Son absence peut être lourde à porter, mais tant de promesses redonnent confiance. « Il est en mesure de sauver d’une manière définitive ceux qui, par lui, s’approchent de Dieu, puisqu’il est toujours vivant pour intercéder en leur faveur » (Hébreux 7, 25). Il montre au Père les plaies miséricordieuses de sa Passion, lui ouvre son Cœur amoureux. «Grâce à lui, dans un seul Esprit, nous avons l'accès auprès du Père» (Éphésiens 2, 18).

« Élevons notre cœur !»

« Héritier universel » (Hébreux 1, 2), dans le giron du Géniteur, Jésus partage sans limite ses biens infinis « jusqu’aux extrémités de la terre » (Psaume 2, 8).

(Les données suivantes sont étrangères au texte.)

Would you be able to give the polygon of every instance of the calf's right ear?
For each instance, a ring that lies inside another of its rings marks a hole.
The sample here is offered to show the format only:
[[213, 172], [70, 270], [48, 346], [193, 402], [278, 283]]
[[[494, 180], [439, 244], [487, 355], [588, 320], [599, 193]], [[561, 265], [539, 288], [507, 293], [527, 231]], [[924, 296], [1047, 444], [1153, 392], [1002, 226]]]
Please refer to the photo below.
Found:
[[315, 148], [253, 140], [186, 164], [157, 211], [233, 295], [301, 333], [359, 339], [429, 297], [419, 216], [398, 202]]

L’Aîné, heureux à la droite du Père, reçoit la louange des saints, gouverne l'histoire, étend son Royaume. Notre Dame et les disciples regardaient vers le haut au moment où Jésus leur fut enlevé ; l’Église exhorte au quotidien, dans le prélude à la prière eucharistique : « Élevons notre cœur !». La solennité de l’Ascension prête un réalisme enthousiaste à cette invitation.

L’élévation du Sauveur nous fait regarder et monter, sans baisser les bras qui prient, sans tourner le dos au paradis. La terre et la gloire se rejoignent : l’homme, formé de la poussière, devait y retourner après le péché ; désormais « cette même nature est aujourd'hui au ciel avec le Christ » (Grégoire le Grand, Homélie 29).

Le Pasteur souverain veille sur le troupeau en chemin. Sa grâce se mêle aussi à notre glaise friable. « Quand bien même les rayons souverains du Soleil de Justice te feraient briller comme l’or, en se réfléchissant de haut sur ta misère, n’oublie pas la pauvreté de ta condition » (Chemin §599). Le Seigneur accroche dans son roc l’ancre de notre espérance : « Qui condamnera ? Jésus Christ est mort, bien plus il est ressuscité, lui qui est à la droite de Dieu et qui intercède pour nous ! » (Romains 8, 34).

Le Seigneur accroche dans son roc l’ancre de notre espérance

Le grand Réconciliateur apporte la paix ici-bas. Son absence assure d’une nouvelle présence dans l’Église, dans la communion des sanctifiés et des sacrements qui sanctifient ; l’Eucharistie nous pousse au quotidien à chercher les biens durables. Le Roi de paix intercède pour la paix du monde, « pour les responsables des nations » (pape François, discours, 22/05/2022).